Sometimes ethnic groups are subject to prejudicial attitudes and actions by the state or its constituents. In the twentieth century, people began to argue that conflicts among ethnic groups or between members of an ethnic group and the state can and should be resolved in one of two ways. Some, like Jürgen Habermas and Bruce Barry , have argued that the legitimacy of modern states must be based on a notion of political rights of autonomous individual subjects. According to this view the state ought not to acknowledge ethnic, national or racial identity and should instead enforce political and legal equality of all individuals. Others, like Charles Taylor Will Kymlicka argue that the notion of the autonomous individual is itself a cultural construct, and that it is neither possible nor right to treat people as autonomous individuals. According to this view, states must recognize ethnic identity and develop processes through which the particular needs of ethnic groups can be accommodated within the boundaries of the nation-state.
Ethnicity is the cultural characteristics that connect a particular group or groups of people to each other.
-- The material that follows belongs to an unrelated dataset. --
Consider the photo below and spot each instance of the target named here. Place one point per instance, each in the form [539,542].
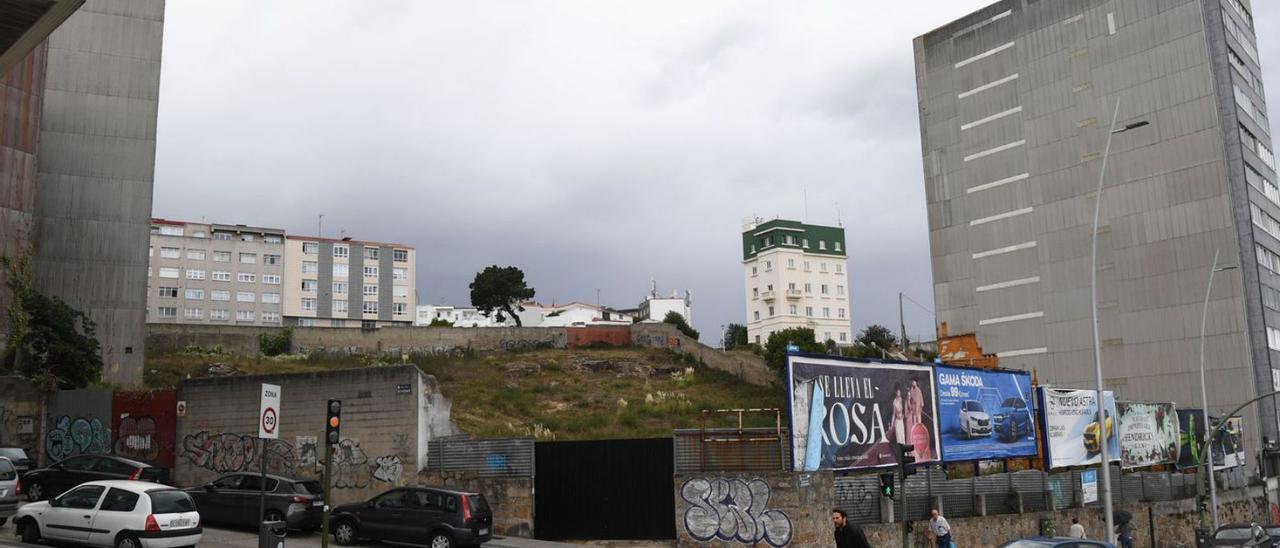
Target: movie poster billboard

The term "ethnicity" is sometimes improperly used to refer to a minority group or race.
While ethnicity and race are related concepts, the concept of ethnicity is rooted in the idea of societal groups, marked especially by shared nationality, tribal afilliation, religious faith, shared language, or cultural and traditional origins and backgrounds, whereas race is rooted in the idea of biological classification of homo sapiens to subspecies according to morphological features such as skin color or facial characteristics.
It is a term also used to justify real or imagined historic ties as well. In English, Ethnicity goes far beyond the modern ties of a person to a particular nation (e.g., citizenship), and focuses more upon the connection to a perceived shared past and culture. See also Romanticism, folklore. In other languages, the corresponding terms for ethnicity and nationhood can be closer to each other.
The 19th century saw the development of the political ideology of ethnic nationalism, when the vague concept of race was tied to nationalism, first by German theorists including Johann Gottfried von Herder. Instances of societies focusing on ethnic ties to the exclusion of history or historical context arguably have resulted in almost fanatical self-justifying nationalist and/or imperialist goals. Two periods frequently cited as examples of this are the 19th-century consolidation and expansion of the German Empire, and the Third Reich, each promoted on the theory that these governments were only re-possessing lands that had "always" been ethnically German. The history of the Balkans is particularly riddled with inter-ethnic conflicts.
The term "ethnicity" may also be used to refer to a particular ethnic group: "People of various ethnicities."
Historically, the word "ethnic" signified "gentile," coming from the Greek adjective "ethnikos." The adjective is derived from the noun ethnos, which meant foreign people or nations. The noun "ethnic" ceased to be related to "heathen" in the early 18th century. The use of the term ethnic in the modern sense began in the mid-20th century.